Maya found him in the gathering crowd. "You look like death."

"Didn't sleep."

"Yeah, I can tell. Your face is doing that thing where it forgets how to pretend everything's fine." She lowered her voice. "There are thirty blackstones and blue-stones here who skipped classes to watch this. They're treating it like a religious experience. You're their proof that the system cracks."

"No pressure then."

"So much pressure. All the fucking pressure." She grabbed his shoulders, forced him to meet her eyes. "Listen. Whatever happens, you already proved blackstones can climb. You passed trials, survived investigations, organized resistance. Winning this fight's just decoration. You've already done the important part."

"Tell that to the thirty people who want me to win."

"I'm telling you that losing to a trained duelist doesn't erase what you've accomplished. It just means you're human instead of invincible." She released him. "Though for what it's worth, I think you'll destroy him. You're too much of a pain in the ass to die here."

She rejoined the blackstone cluster, leaving Orin standing alone in the crowd that was definitely not making him feel like sacrificial offering. He found a wall, leaned against it, watched the training grounds fill with students and instructors who'd decided public dueling was educational.

Lyra appeared beside him like she'd teleported, which given her ice cultivation maybe she had. "Ready?"

"Absolutely not."

"Good. Overconfidence gets you killed. Appropriate terror keeps you sharp." She handed him a practice sword, better quality than last night's training equipment. "Garrett's over there warming up. He's favoring his right side, probably compensating for essence depletion affecting his balance. Target that."

Orin looked across the grounds. Garrett was indeed warming up, running through forms that looked smooth but were missing the essence-enhanced fluidity he'd once possessed. His birthstone was a very dull green, depletion evident. But he moved with confidence born from years of training, the body knowing what to do even without enhancement.

"He's good."

"He's well trained. There's a difference. You've got attributes he doesn't." Lyra's hand found his arm, brief contact. "Remember what I taught you. Close distance, use strength advantage, don't let him control range. And if it goes wrong..."

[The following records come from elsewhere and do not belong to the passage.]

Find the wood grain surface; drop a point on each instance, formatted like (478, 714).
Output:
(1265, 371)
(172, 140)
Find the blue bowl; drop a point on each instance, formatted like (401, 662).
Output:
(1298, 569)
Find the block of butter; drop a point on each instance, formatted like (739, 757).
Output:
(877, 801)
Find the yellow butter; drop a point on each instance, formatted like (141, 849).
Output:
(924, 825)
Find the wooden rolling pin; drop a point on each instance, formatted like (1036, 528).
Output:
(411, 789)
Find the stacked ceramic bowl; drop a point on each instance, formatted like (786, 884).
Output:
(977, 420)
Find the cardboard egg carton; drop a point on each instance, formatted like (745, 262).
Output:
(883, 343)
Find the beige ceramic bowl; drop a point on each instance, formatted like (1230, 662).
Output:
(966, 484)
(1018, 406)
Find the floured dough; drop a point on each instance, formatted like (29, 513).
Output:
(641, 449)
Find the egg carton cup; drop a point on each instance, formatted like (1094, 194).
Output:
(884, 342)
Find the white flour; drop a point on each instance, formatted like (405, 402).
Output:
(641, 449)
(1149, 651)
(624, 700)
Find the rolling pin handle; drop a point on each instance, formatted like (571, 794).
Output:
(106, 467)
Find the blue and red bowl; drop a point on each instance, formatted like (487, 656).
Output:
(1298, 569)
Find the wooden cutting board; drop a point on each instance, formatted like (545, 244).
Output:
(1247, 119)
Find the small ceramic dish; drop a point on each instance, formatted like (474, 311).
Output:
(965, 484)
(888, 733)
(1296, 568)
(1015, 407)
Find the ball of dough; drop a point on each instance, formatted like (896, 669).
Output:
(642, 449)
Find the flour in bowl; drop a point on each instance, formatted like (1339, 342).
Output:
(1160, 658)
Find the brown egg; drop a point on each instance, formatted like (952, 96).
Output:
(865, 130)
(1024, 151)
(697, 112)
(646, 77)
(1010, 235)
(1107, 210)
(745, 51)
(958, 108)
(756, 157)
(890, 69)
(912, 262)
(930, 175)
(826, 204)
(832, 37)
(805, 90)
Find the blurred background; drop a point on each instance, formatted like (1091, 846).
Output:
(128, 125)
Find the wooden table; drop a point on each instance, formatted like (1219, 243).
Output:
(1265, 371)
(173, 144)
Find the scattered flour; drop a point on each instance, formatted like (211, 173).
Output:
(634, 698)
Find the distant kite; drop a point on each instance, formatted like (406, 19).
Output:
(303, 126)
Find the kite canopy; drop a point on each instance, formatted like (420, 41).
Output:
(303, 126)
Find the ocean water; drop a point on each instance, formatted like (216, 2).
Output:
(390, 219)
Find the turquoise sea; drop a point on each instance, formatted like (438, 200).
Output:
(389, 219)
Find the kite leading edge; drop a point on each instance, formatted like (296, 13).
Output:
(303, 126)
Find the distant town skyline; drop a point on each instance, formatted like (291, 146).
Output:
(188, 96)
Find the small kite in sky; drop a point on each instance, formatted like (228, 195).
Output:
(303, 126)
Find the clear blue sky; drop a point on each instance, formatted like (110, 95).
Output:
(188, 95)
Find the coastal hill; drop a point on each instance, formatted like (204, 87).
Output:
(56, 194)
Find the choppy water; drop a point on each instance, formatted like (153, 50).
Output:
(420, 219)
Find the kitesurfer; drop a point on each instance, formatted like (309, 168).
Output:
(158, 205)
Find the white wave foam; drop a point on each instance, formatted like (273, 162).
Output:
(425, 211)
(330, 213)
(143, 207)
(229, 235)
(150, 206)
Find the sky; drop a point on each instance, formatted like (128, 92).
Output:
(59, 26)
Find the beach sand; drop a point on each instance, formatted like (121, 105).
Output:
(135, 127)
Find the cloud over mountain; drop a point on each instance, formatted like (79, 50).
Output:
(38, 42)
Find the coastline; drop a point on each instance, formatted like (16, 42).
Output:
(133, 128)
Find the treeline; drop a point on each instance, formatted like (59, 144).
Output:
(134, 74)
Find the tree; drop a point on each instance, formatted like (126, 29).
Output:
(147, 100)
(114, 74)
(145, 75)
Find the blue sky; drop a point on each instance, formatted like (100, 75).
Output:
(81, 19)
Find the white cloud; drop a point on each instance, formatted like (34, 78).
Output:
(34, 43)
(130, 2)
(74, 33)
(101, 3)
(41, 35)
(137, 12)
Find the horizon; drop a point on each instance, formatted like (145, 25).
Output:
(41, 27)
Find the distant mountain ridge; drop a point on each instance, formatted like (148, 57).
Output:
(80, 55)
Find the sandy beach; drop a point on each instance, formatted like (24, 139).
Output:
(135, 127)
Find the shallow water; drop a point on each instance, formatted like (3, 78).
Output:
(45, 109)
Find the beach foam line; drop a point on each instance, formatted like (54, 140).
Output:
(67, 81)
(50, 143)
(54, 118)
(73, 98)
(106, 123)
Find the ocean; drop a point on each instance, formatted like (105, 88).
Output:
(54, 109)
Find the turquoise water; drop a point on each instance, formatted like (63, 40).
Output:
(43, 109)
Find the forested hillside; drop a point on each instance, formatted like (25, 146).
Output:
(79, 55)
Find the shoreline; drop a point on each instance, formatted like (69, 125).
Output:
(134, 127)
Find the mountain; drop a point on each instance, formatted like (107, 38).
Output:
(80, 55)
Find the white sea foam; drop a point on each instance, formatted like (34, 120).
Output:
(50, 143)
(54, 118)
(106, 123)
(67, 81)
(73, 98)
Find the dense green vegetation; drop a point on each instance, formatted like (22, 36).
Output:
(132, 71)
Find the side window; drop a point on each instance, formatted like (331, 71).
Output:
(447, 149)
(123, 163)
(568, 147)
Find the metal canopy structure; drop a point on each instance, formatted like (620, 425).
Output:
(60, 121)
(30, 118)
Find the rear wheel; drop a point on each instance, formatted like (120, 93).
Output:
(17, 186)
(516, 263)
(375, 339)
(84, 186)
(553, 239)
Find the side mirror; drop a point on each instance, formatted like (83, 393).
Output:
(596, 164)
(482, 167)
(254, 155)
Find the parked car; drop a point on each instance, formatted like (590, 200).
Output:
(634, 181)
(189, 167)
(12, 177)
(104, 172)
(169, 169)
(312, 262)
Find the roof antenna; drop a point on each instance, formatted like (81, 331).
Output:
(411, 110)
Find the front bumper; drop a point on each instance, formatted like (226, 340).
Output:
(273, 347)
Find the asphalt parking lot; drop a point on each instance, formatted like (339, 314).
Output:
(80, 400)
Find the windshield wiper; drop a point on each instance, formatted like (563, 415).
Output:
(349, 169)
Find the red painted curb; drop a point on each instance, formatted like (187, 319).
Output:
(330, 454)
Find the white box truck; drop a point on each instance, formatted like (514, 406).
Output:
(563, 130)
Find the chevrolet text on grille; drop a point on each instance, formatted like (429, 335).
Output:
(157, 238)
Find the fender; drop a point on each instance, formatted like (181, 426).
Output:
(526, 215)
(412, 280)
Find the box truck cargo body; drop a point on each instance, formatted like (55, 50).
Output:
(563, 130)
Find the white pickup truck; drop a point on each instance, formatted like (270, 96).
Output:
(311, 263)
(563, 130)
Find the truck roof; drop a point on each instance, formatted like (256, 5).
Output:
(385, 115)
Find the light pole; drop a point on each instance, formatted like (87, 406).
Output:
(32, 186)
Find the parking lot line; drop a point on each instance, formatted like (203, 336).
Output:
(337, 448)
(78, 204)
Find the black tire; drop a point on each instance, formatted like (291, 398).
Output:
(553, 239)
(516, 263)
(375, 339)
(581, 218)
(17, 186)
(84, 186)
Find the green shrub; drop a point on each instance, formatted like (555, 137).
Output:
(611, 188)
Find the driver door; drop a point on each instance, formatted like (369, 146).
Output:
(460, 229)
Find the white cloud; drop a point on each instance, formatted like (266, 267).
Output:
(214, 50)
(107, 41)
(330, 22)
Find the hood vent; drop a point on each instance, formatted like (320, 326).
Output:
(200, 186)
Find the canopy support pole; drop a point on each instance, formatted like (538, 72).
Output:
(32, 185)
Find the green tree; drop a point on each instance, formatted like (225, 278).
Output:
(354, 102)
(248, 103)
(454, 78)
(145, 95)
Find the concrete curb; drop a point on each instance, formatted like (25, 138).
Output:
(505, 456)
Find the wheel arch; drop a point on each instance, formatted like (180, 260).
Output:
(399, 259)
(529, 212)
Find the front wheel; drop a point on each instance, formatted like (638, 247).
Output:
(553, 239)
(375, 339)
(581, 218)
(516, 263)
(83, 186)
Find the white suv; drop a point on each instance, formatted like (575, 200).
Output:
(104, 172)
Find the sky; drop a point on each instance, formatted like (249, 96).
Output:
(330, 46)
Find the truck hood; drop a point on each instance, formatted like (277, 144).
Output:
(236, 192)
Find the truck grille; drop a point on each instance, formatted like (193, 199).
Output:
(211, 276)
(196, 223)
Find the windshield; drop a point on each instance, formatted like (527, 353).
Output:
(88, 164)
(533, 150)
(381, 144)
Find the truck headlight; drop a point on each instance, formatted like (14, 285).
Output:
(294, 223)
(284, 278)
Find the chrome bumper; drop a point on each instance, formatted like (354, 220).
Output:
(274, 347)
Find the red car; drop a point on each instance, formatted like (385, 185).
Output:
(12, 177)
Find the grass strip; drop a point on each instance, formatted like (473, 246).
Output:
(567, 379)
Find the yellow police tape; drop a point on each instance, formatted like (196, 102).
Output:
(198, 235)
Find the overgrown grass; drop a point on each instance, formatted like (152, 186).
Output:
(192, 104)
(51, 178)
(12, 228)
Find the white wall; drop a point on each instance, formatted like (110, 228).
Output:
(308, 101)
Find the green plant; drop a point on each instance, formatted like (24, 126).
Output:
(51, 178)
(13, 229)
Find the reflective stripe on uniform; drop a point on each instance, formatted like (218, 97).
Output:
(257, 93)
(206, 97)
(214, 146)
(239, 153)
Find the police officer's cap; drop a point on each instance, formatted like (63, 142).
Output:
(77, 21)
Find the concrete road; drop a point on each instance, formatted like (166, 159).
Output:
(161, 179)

"Don't drain him. I know."

"I was going to say don't die, but not draining him is good advice too." She squeezed his arm. "Go prove that anomalies are harder to kill than everyone assumes."

Noon arrived with all the drama of institutional scheduling, which was to say punctually and without mercy. Instructor Varen stepped to the center of the training grounds, his presence immediately organizing chaos into supervised violence.

"Sanctioned duel between Garrett Vance and Orin Fox. Standard academy rules apply: first blood, submission, or unconsciousness ends the match. Lethal force prohibited, permanent maiming discouraged." His eyes found Orin's. "No essence draining, Fox. You do that, this ends immediately and we have very different conversation."

So they knew. Of course they knew. Probably had guards ready to intervene if he started consuming Garrett's remaining cultivation.

"Understood."

"Good." Varen gestured them to opposite sides of the circle that had been marked in white paint. "Combatants, take positions. On my mark, you begin."

Orin stepped into the circle, felt the weight of thirty blackstones and five hundred spectators settling on his shoulders. Across from him, Garrett settled into formal dueling stance, blade held in guard position that suggested competence earned through repetition.

The void stone pulsed against his palm. Sixty-four strength coiled in muscles that had been rewritten by consumed cultivation. Midnight training echoing through nervous system alongside stolen techniques from people he'd drained.

*Don't think. Just move. Trust the training and the theft and the desperation that's kept you alive this long.*

"Begin!"

Garrett attacked immediately, no hesitation, blade cutting toward Orin's shoulder in opening that was probably textbook. Orin blocked, Richard's technique activating, steel meeting steel with sound that made the crowd lean forward.

The dance of trying to survive had started, and the music was sharp enough to draw blood.